Embora carregasse um nome americano no capô, o Sapporo tinha origens bem distantes das linhas de montagem tradicionais da Chrysler. O carro era, na verdade, fruto de uma parceria com a japonesa Mitsubishi Motors, que naquela época já colaborava com fabricantes americanos para expandir sua presença internacional. O modelo vendido nos Estados Unidos como Plymouth Sapporo era essencialmente uma versão adaptada do coupé japonês Mitsubishi Galant Lambda, ajustado para atender ao gosto e às exigências do mercado norte-americano.
Ao observar o Sapporo de 1978, ficava claro que ele representava uma estética muito característica do final dos anos 1970. A carroceria exibia linhas retas e bem definidas, com superfícies amplas e uma presença elegante, típica dos chamados personal luxury coupés da época. A dianteira apresentava uma grade cromada larga e faróis retangulares duplos, criando um visual sofisticado e moderno.
Caminhando ao redor do carro, o perfil revelava um longo capô e uma linha de teto suavemente inclinada que terminava em uma traseira curta e equilibrada. As janelas amplas e o acabamento cromado nas molduras reforçavam o caráter refinado do modelo, enquanto as rodas de desenho simples completavam o visual com discrição.
A traseira mantinha a elegância do conjunto, com lanternas horizontais largas e um desenho limpo que refletia o estilo automotivo da época. Não era um carro agressivo ou esportivo como os muscle cars que haviam dominado a década anterior. Em vez disso, o Sapporo transmitia uma imagem de conforto, modernidade e sofisticação.
Por dentro, o interior surpreendia pelo nível de equipamentos. Muitos modelos vinham com itens que ainda eram considerados luxuosos no final dos anos 1970. Bancos confortáveis, acabamento bem cuidado e um painel repleto de instrumentos davam ao condutor a sensação de estar em um carro mais caro do que realmente era.
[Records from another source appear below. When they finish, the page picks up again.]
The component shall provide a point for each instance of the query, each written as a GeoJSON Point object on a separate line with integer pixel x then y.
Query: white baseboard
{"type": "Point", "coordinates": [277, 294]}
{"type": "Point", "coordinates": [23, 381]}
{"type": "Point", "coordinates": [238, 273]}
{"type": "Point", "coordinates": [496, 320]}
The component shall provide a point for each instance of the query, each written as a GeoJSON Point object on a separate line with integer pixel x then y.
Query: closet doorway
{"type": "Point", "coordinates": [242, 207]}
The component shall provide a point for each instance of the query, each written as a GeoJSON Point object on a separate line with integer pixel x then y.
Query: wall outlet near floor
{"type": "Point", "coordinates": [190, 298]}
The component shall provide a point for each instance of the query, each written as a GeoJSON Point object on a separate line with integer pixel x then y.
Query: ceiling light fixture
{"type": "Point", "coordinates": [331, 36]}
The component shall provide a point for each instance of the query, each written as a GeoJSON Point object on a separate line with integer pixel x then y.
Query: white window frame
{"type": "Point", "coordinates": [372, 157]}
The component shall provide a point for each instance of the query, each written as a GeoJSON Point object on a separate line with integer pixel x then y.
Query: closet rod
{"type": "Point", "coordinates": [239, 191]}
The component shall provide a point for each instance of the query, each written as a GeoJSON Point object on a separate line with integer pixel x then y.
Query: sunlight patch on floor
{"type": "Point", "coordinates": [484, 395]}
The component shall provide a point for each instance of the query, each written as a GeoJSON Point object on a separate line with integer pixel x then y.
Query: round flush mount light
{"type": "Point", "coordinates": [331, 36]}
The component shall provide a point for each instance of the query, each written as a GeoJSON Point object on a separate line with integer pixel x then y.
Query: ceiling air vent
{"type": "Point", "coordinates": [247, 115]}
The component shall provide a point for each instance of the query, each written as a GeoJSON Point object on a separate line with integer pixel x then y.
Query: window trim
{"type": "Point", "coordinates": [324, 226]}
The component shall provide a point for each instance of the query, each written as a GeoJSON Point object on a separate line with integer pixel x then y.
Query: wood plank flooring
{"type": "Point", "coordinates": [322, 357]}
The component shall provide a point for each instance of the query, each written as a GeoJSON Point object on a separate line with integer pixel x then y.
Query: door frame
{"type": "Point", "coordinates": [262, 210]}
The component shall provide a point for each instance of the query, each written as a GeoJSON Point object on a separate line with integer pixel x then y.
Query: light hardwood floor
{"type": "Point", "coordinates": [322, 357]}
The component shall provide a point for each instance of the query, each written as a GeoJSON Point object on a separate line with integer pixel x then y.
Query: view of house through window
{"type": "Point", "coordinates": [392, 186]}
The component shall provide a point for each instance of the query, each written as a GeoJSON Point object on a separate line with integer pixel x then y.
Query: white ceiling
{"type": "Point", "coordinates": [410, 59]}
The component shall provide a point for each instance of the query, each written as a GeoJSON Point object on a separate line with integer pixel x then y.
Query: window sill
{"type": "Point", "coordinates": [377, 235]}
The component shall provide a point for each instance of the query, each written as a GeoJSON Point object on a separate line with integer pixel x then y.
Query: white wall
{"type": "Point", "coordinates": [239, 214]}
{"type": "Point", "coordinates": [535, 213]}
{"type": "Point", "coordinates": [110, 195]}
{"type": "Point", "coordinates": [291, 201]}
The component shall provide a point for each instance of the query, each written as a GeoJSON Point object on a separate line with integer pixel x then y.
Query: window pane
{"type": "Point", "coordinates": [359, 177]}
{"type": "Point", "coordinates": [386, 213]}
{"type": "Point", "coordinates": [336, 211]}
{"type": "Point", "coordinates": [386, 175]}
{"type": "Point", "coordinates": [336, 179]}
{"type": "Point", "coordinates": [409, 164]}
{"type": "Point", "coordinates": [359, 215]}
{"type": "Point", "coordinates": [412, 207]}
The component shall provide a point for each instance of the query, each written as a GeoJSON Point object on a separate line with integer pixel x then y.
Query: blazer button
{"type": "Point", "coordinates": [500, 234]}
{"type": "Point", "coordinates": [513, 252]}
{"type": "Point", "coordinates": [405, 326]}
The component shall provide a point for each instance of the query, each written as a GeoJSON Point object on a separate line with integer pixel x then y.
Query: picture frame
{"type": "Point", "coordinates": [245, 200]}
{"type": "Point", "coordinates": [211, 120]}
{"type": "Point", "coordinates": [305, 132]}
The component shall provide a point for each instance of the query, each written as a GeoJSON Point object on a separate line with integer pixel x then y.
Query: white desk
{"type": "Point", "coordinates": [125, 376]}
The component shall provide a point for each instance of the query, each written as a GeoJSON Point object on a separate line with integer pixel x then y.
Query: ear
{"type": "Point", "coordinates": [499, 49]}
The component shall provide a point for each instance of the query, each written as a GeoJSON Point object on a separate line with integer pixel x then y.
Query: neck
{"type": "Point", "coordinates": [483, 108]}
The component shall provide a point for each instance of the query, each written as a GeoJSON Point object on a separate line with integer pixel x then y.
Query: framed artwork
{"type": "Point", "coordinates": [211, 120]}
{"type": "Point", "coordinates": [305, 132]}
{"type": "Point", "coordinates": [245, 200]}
Algumas versões incluíam até recursos relativamente avançados para a época, como computador de bordo básico, indicadores digitais e um sistema de som elaborado - características que reforçavam a proposta de um coupé elegante voltado para o uso cotidiano.
Debaixo do capô estava um motor de 4 cilindros de 2.6 litros desenvolvido pela Mitsubishi Motors. Embora não tivesse a potência dos grandes V8 que dominaram os anos 1960 e início dos 1970, esse motor oferecia eficiência e confiabilidade - qualidades que se tornaram cada vez mais importantes naquele período de mudanças no mercado.
Na estrada, o Sapporo se destacava mais pelo conforto e pela dirigibilidade equilibrada do que pela velocidade pura. Era um carro pensado para viagens tranquilas, oferecendo uma experiência de condução suave e econômica.
O Plymouth Sapporo de 1978 simbolizava algo maior do que apenas um novo modelo. Ele representava um momento em que fabricantes americanos começaram a aceitar que o futuro da indústria automobilística seria cada vez mais global e colaborativo.
Além de ser vendido como Plymouth nos Estados Unidos, o mesmo carro também foi comercializado pela divisão irmã Dodge sob o nome Dodge Challenger. Curiosamente, esse ‘Challenger’ dos anos 1978-1983 não tinha relação direta com o famoso muscle car de mesmo nome produzido no início da década de 1970 - o que muitas vezes surpreende entusiastas da história automotiva.